6. Si M. B... fait valoir qu'il possède de nombreuses attaches familiales en France, notamment un frère, des cousins, un oncle, et qu'il a fait des efforts en vue de son insertion en prenant des cours de français, il n'en demeure pas moins qu'il a vécu au Sénégal jusqu'à l'âge de 37 ans et qu'il n'est pas dépourvu d'attaches familiales à l'étranger, où résident ses quatre enfants avec leurs mères. S'il soutient ne plus avoir aucun lien avec eux et leur envoyer régulièrement de l'argent, il ne l'établit pas. Dans ces conditions, le préfet du Val-d'Oise n'a pas porté au droit de l'intéressé au respect de sa vie privée et familiale une atteinte disproportionnée aux buts en vue desquels les décisions contestées ont été prise. Dans ces conditions, le préfet du Val-d'Oise n'a ni méconnu les stipulations de l'article 8 de la convention européenne de sauvegarde des droits de l'homme et des libertés fondamentales, ni entaché sa décision d'une erreur manifeste d'appréciation.
Sur les conclusions aux fins d'annulation de la décision portant interdiction de retour sur le territoire français :
7. La décision portant interdiction de retour sur le territoire français pour une durée d'un an mentionne dans ses visas l'article L. 612-6 du code de l'entrée et du séjour des étrangers et du droit d'asile ainsi que l'article 8 de la convention européenne de sauvegarde des droits de l'homme et des libertés fondamentales. Elle indique que M. B... a fait l'objet d'une obligation de quitter le territoire français sans délai, précise que l'intéressé, entré en France le 3 mai 2017 selon ses déclarations, ne justifie d'aucune circonstance humanitaire particulière, n'est pas dépourvu d'attaches familiales dans son pays d'origine, qu'il existe un risque qu'il se soustraie à la décision lui faisant obligation de quitter le territoire français et qu'il ne présente pas les garanties de représentation suffisantes, ayant indiqué qu'il ne se conformerait pas à l'obligation de quitter le territoire français. Dès lors, la décision portant interdiction de retour sur le territoire français comporte l'énoncé des considérations de fait et de droit qui la fondent. Par suite, le moyen tiré du défaut de motivation de cette décision doit être écarté.

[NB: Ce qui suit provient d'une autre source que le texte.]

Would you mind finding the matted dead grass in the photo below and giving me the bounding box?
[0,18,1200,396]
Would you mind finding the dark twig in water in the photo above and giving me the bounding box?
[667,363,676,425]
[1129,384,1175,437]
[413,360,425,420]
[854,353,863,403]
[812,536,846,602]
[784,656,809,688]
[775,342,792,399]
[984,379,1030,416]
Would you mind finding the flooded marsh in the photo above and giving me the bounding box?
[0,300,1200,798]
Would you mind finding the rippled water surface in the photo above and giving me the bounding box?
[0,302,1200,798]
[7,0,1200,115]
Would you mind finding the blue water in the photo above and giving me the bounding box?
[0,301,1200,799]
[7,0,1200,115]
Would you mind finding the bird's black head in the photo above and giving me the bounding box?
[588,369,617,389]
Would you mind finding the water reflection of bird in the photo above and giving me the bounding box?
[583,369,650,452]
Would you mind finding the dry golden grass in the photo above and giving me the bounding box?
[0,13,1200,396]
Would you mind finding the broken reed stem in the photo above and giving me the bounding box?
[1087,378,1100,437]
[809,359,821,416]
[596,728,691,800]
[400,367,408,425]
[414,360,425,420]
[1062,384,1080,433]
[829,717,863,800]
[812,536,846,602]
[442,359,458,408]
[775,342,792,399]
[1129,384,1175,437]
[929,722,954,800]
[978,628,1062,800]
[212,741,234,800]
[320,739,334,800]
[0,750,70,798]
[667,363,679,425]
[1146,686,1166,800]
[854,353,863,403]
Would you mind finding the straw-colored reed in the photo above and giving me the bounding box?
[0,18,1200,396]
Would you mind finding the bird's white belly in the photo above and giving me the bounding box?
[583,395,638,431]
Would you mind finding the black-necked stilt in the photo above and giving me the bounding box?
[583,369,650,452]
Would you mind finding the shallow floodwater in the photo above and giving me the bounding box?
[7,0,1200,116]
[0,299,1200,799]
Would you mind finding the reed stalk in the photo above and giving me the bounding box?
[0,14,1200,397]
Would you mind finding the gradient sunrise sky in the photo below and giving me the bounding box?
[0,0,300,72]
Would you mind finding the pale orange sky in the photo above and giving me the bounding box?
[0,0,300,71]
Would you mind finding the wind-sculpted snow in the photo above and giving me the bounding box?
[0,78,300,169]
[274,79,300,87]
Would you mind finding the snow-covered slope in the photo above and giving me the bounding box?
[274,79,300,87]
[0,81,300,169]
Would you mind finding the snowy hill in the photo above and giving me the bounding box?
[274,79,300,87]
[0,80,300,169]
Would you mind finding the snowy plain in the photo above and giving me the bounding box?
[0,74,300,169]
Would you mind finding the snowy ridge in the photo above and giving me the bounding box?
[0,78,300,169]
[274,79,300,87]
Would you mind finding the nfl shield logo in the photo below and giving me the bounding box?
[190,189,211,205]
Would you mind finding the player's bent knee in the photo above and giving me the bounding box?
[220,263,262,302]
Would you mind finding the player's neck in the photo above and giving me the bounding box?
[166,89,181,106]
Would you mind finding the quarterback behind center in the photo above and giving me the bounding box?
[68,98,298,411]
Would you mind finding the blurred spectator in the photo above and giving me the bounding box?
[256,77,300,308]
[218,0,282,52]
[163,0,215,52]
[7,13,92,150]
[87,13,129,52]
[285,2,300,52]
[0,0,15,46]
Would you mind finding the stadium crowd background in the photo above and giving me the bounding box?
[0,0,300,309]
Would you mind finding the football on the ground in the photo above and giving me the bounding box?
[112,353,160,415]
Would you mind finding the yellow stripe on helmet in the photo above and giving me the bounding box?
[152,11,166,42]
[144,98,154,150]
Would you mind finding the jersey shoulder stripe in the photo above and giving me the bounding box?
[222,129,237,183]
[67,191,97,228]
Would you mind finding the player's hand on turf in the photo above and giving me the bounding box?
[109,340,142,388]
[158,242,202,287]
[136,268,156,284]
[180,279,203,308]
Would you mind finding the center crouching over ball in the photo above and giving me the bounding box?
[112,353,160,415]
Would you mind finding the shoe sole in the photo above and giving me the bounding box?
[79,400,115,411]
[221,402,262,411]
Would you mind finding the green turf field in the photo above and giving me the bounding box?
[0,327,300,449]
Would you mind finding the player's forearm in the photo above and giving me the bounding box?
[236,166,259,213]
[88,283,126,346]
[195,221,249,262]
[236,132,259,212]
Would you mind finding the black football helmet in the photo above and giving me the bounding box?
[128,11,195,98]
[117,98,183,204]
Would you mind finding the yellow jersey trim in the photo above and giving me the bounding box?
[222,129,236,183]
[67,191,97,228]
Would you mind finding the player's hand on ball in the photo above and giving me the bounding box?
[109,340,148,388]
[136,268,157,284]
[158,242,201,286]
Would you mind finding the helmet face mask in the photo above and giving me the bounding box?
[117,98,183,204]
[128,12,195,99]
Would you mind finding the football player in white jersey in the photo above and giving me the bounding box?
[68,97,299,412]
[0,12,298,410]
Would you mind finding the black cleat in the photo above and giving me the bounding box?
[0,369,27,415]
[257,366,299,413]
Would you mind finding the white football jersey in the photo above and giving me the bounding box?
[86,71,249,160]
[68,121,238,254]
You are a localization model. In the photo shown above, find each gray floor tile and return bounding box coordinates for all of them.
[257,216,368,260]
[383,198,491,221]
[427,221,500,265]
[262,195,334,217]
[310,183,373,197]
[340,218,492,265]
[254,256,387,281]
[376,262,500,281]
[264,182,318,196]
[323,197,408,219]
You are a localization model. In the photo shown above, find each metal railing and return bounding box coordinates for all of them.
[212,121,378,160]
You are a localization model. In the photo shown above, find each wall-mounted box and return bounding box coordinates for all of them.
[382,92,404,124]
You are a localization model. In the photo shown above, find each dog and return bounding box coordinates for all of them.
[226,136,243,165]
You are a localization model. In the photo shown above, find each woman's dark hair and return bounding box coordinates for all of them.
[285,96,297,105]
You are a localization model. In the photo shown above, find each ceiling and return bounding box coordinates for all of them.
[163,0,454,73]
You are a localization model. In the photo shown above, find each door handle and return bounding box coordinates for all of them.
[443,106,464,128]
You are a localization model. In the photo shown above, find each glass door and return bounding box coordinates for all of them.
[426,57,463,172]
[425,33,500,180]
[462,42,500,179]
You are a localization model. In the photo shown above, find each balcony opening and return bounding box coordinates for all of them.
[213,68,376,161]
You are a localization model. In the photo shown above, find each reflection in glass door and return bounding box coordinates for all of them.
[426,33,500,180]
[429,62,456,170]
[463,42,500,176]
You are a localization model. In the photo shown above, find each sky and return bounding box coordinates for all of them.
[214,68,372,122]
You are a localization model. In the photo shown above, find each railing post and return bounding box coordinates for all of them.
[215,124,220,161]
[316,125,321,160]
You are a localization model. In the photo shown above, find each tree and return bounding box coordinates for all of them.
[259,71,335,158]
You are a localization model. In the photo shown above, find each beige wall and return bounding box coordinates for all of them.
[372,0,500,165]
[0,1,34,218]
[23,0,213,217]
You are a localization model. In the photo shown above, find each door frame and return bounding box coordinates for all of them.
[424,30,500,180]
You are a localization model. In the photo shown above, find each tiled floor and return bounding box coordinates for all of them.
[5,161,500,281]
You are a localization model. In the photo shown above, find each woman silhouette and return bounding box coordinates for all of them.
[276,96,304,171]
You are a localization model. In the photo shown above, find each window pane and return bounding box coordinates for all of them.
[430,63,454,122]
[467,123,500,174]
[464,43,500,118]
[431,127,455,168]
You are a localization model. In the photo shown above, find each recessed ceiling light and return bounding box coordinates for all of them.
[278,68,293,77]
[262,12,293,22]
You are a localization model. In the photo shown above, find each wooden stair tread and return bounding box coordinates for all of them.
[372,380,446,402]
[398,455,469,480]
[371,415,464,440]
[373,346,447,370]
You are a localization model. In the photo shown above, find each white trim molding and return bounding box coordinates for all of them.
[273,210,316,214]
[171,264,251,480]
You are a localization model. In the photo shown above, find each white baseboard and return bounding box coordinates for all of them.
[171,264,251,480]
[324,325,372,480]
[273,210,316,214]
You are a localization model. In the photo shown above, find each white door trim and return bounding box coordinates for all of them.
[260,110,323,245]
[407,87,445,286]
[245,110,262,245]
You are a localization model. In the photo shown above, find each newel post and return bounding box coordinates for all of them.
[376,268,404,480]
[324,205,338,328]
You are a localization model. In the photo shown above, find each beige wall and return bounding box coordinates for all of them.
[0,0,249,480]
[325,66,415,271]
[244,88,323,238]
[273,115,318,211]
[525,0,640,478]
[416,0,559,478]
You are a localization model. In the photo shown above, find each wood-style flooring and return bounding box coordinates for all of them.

8. Par ailleurs, pour les mêmes motifs que ceux mentionnés au point 6, les moyens tirés de la méconnaissance des stipulations de l'article 8 de la convention européenne des droits de l'homme et des libertés fondamentales et de l'erreur manifeste d'appréciation doivent être écartés. En l'absence d'illégalité de la décision portant obligation de quitter le territoire français, le moyen tiré de ce que la décision portant interdiction de retour serait illégal, par voie d'exception, doit aussi être écarté.
Sur les conclusions aux fins d'annulation de la décision portant absence de délai de départ.
9. Pour les mêmes motifs que ceux mentionnés au point 7 la décision portant absence de délai de départ est suffisamment motivée.
10. Il résulte de tout ce qui précède que M. B... n'est pas fondé à soutenir que c'est à tort que, par le jugement attaqué, le tribunal administratif de Cergy-Pontoise a rejeté sa demande. Par voie de conséquence, ses conclusions à fin d'injonction ainsi que celles présentées sur le fondement de l'article L. 761-1 du code de justice administrative et de l'article 37 de la loi du 10 juillet 1991 doivent être rejetées.
DECIDE :
Article 1er : La requête de M. B... est rejetée.
Article 2 : Le présent arrêt sera notifié à M. A... C... B... et au ministre de l'intérieur et des outre-mer.
Copie en sera adressée au préfet du Val-d'Oise.
Délibéré après l'audience du 5 octobre 2023, à laquelle siégeaient :
M.Albertini, président,
M. Pilven, président assesseur,
Mme Florent, première conseillère.
Rendu public par mise à disposition au greffe le 26 octobre 2023.
Le rapporteur,
J-E. PILVENLe président,
P-L. ALBERTINILa greffière,
F. PETIT-GALLAND
La République mande et ordonne à le ministre de l'intérieur et des Outre-mer en ce qui le concerne ou à tous commissaires de justice à ce requis en ce qui concerne les voies de droit commun contre les parties privées, de pourvoir à l'exécution de la présente décision.